RIYADH: Saudi Arabia’s Tadawul All Share Index dipped on Monday, losing 44.79 points, or 0.4 percent, to close at 11,183.85.

The total trading turnover of the benchmark index was SR4.05 billion ($1.08 billion), as 69 of the listed stocks advanced, while 191 retreated.

The MSCI Tadawul Index decreased, down 6.63 points or 0.44 percent, to close at 1,504.73.

The Kingdom’s parallel market Nomu lost 328.20 points, or 1.36 percent, to close at 23,764.92. This comes as 22 of the listed stocks advanced, while 49 retreated.

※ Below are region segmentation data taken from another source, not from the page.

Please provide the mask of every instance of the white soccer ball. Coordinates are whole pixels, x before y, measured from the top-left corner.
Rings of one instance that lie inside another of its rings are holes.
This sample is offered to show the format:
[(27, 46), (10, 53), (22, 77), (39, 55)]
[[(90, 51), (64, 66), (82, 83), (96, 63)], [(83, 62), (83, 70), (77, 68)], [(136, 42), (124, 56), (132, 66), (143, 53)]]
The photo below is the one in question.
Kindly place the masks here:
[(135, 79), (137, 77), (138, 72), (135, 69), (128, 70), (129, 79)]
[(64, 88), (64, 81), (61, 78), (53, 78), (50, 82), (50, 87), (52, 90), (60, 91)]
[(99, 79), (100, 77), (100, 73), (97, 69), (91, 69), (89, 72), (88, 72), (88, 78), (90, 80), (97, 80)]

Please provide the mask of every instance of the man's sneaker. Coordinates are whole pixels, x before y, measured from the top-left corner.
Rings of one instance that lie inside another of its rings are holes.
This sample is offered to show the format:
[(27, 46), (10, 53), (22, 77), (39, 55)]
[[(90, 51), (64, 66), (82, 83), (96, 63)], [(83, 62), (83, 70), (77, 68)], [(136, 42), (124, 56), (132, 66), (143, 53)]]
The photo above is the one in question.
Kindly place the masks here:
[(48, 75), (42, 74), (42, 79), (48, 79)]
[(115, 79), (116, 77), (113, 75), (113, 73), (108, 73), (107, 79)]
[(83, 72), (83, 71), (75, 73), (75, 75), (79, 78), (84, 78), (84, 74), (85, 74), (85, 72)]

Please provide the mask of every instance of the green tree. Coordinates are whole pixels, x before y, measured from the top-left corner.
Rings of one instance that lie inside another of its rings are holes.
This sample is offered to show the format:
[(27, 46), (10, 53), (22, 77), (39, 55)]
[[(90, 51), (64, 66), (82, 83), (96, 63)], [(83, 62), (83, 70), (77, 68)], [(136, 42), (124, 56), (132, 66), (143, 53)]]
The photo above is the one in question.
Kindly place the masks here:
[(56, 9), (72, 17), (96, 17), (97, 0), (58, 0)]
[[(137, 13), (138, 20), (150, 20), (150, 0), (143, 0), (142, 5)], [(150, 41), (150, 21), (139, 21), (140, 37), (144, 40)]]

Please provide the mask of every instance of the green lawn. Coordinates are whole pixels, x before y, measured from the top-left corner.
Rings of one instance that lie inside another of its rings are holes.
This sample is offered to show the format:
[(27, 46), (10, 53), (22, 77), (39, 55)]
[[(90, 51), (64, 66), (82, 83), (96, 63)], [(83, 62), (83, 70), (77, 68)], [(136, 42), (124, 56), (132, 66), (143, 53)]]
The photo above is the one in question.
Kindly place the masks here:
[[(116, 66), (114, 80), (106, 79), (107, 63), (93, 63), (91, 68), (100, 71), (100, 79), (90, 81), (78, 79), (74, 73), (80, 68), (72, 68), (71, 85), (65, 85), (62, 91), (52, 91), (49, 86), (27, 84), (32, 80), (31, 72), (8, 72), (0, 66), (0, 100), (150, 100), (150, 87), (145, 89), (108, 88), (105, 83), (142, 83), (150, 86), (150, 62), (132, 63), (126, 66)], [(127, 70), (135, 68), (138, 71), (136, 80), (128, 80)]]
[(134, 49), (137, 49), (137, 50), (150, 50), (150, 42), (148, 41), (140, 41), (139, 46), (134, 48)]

The best-performing stock was Maharah Human Resources Co., with its share price surging by 7.26 percent to SR6.50.

Other top performers included Arabian Cement Co., which saw its share price rise by 6.27 percent to SR22.71, and Saudi Research and Media Group, which saw a 4.3 percent increase to SR104.30.

On the downside, the worst performer of the day was Arabian Internet and Communications Services Co., whose share price fell by 8.01 percent to SR207.80.

Jahez International Co. for Information System Technology and Al-Rajhi Co. for Cooperative Insurance also saw declines, with their shares dropping by 5.61 percent and 4.46 percent to SR12.79 and SR75, respectively.

On the announcement front, Etihad Etisalat Co. announced its financial results for 2025 with a 7.9 percent year-on-year growth in its revenues, to reach SR19.6 billion.

In a Tadawul statement, Mobily said that this growth is attributed to “the expansion of all revenue streams, with a healthy growth in the overall subscriber base.”

Mobily delivered an 11.6 percent increase in net profit, reaching SR3.4 billion in 2025 compared to SR3.1 billion in 2024.

The company’s share price reached SR67.85, marking a 0.37 percent increase on the main market.